Mongodb – Need a solution to store cheaply a big MongoDB collection

mongodbstorage

We have the typical problem of Twitter's timeline tweets, or Facebook profile's news:
we need to show the users only the new information (storing them in a fast db), and put all the old ones somewhere else (but able to load them on request in a reasonable time).

The reason for moving the old ones is both economic (we don't need and don't want tens of GB accessed rarely occupying space on a fast production db) and for performance (tens of GB of extra information gives much overhead for indexes and queries).

Now we have all the information, recent and old, on a MongoDB hosted on MongoHQ. Currently everything is on its own specific database, that contains only one big collection.
I would like to have only the most recent ones in the fast production db, and to take the older ones, such as the data older than let's say one month, and moving them in another database, or to another storage. I would set up a nightly job that will do the stuff so to maintain only recent data on the MongoDB.
I don't want to manage the database by myself now, so I was looking for an hosted solution.

I think we have two options for putting old data:

  1. storing the data on another db hosted in the cloud, cheaper than the Mongo hosting we currently use as primary db, such as Amazon's DynamoDB, or Google Big Query.
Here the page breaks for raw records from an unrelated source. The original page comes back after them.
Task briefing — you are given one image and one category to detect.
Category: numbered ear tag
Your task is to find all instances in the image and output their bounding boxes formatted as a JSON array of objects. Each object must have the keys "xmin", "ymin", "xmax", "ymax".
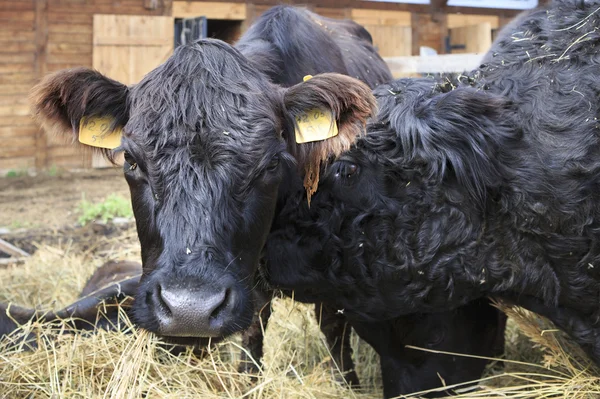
[
  {"xmin": 296, "ymin": 109, "xmax": 338, "ymax": 144},
  {"xmin": 79, "ymin": 116, "xmax": 122, "ymax": 150}
]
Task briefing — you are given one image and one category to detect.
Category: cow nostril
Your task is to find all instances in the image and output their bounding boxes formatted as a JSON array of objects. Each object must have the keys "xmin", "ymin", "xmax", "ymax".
[
  {"xmin": 154, "ymin": 284, "xmax": 173, "ymax": 316},
  {"xmin": 210, "ymin": 288, "xmax": 231, "ymax": 320}
]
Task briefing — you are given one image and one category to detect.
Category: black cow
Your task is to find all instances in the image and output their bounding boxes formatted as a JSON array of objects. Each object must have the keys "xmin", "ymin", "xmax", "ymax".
[
  {"xmin": 28, "ymin": 7, "xmax": 502, "ymax": 396},
  {"xmin": 265, "ymin": 0, "xmax": 600, "ymax": 376},
  {"xmin": 33, "ymin": 6, "xmax": 391, "ymax": 383},
  {"xmin": 0, "ymin": 262, "xmax": 141, "ymax": 346}
]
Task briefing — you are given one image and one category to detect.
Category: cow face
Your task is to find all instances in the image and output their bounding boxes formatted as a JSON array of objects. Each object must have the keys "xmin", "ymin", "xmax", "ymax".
[
  {"xmin": 32, "ymin": 40, "xmax": 374, "ymax": 343},
  {"xmin": 265, "ymin": 80, "xmax": 521, "ymax": 320}
]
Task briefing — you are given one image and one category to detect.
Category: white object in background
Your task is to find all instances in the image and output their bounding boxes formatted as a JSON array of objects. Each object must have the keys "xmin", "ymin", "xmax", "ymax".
[
  {"xmin": 367, "ymin": 0, "xmax": 431, "ymax": 4},
  {"xmin": 419, "ymin": 46, "xmax": 437, "ymax": 57},
  {"xmin": 448, "ymin": 0, "xmax": 538, "ymax": 10}
]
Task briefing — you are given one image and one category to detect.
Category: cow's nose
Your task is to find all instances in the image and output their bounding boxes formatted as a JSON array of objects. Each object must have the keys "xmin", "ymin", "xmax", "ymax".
[{"xmin": 154, "ymin": 284, "xmax": 235, "ymax": 337}]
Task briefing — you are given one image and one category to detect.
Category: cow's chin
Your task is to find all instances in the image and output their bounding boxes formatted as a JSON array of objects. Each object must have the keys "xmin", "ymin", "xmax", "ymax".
[{"xmin": 152, "ymin": 336, "xmax": 224, "ymax": 350}]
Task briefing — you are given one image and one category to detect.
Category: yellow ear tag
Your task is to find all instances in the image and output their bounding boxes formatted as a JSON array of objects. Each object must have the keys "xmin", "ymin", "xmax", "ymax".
[
  {"xmin": 296, "ymin": 108, "xmax": 338, "ymax": 144},
  {"xmin": 79, "ymin": 116, "xmax": 122, "ymax": 150}
]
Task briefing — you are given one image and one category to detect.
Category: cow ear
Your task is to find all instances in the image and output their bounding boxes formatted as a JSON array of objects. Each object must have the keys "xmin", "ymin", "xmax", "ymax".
[
  {"xmin": 30, "ymin": 68, "xmax": 129, "ymax": 160},
  {"xmin": 284, "ymin": 73, "xmax": 376, "ymax": 203},
  {"xmin": 400, "ymin": 87, "xmax": 521, "ymax": 204}
]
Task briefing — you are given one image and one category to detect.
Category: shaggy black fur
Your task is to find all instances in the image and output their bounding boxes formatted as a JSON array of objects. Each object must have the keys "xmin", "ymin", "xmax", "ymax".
[
  {"xmin": 27, "ymin": 6, "xmax": 384, "ymax": 388},
  {"xmin": 267, "ymin": 0, "xmax": 600, "ymax": 372},
  {"xmin": 25, "ymin": 7, "xmax": 503, "ymax": 392}
]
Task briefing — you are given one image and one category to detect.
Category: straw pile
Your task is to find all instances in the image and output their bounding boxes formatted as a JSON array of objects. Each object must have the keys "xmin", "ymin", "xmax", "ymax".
[{"xmin": 0, "ymin": 230, "xmax": 600, "ymax": 399}]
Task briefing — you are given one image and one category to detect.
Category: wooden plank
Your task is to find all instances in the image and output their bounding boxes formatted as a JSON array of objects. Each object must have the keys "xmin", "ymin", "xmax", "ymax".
[
  {"xmin": 93, "ymin": 15, "xmax": 174, "ymax": 84},
  {"xmin": 0, "ymin": 238, "xmax": 31, "ymax": 258},
  {"xmin": 0, "ymin": 10, "xmax": 35, "ymax": 23},
  {"xmin": 46, "ymin": 62, "xmax": 86, "ymax": 73},
  {"xmin": 383, "ymin": 54, "xmax": 483, "ymax": 78},
  {"xmin": 0, "ymin": 0, "xmax": 34, "ymax": 11},
  {"xmin": 48, "ymin": 31, "xmax": 93, "ymax": 44},
  {"xmin": 0, "ymin": 72, "xmax": 38, "ymax": 86},
  {"xmin": 0, "ymin": 126, "xmax": 39, "ymax": 140},
  {"xmin": 172, "ymin": 1, "xmax": 246, "ymax": 21},
  {"xmin": 364, "ymin": 25, "xmax": 412, "ymax": 57},
  {"xmin": 2, "ymin": 135, "xmax": 36, "ymax": 148},
  {"xmin": 94, "ymin": 36, "xmax": 173, "ymax": 47},
  {"xmin": 313, "ymin": 7, "xmax": 350, "ymax": 19},
  {"xmin": 48, "ymin": 24, "xmax": 92, "ymax": 35},
  {"xmin": 48, "ymin": 12, "xmax": 94, "ymax": 25},
  {"xmin": 0, "ymin": 115, "xmax": 33, "ymax": 126},
  {"xmin": 92, "ymin": 15, "xmax": 175, "ymax": 167},
  {"xmin": 0, "ymin": 156, "xmax": 35, "ymax": 171},
  {"xmin": 0, "ymin": 260, "xmax": 27, "ymax": 269},
  {"xmin": 0, "ymin": 62, "xmax": 33, "ymax": 74},
  {"xmin": 0, "ymin": 94, "xmax": 29, "ymax": 106},
  {"xmin": 446, "ymin": 14, "xmax": 500, "ymax": 29},
  {"xmin": 350, "ymin": 8, "xmax": 411, "ymax": 26},
  {"xmin": 0, "ymin": 84, "xmax": 31, "ymax": 96},
  {"xmin": 0, "ymin": 52, "xmax": 35, "ymax": 64},
  {"xmin": 47, "ymin": 42, "xmax": 92, "ymax": 54},
  {"xmin": 0, "ymin": 40, "xmax": 35, "ymax": 53},
  {"xmin": 0, "ymin": 146, "xmax": 35, "ymax": 159},
  {"xmin": 0, "ymin": 30, "xmax": 35, "ymax": 43},
  {"xmin": 449, "ymin": 22, "xmax": 492, "ymax": 54},
  {"xmin": 46, "ymin": 53, "xmax": 92, "ymax": 66},
  {"xmin": 0, "ymin": 104, "xmax": 31, "ymax": 116}
]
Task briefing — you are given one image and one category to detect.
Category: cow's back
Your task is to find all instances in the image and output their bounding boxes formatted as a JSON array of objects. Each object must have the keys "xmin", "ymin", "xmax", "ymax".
[{"xmin": 236, "ymin": 6, "xmax": 392, "ymax": 88}]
Going for this would be to transform our MongoDB collection to be saved in another format, and then to transform it back when we need to read it again
  2. setting up "our" server, buying for example a package for MongoDB hosted on EC2. Going for this means adding simply another db to our infrastructure, but it is a quite expensive solution as those services provide high performances database, and we don't need that.

I think that (2) is the easy solution to implement, but (1) would be much cheaper giving that the data will be rarely accessed and the new db would be used much as a storage facility.
In the next months, we will definitely go for (2), as if data and usage increase I think that the best option would be to manage most of the things by ourselves instead of relying to hosting on PaaS or SaaS, but now this solution seems quite expensive.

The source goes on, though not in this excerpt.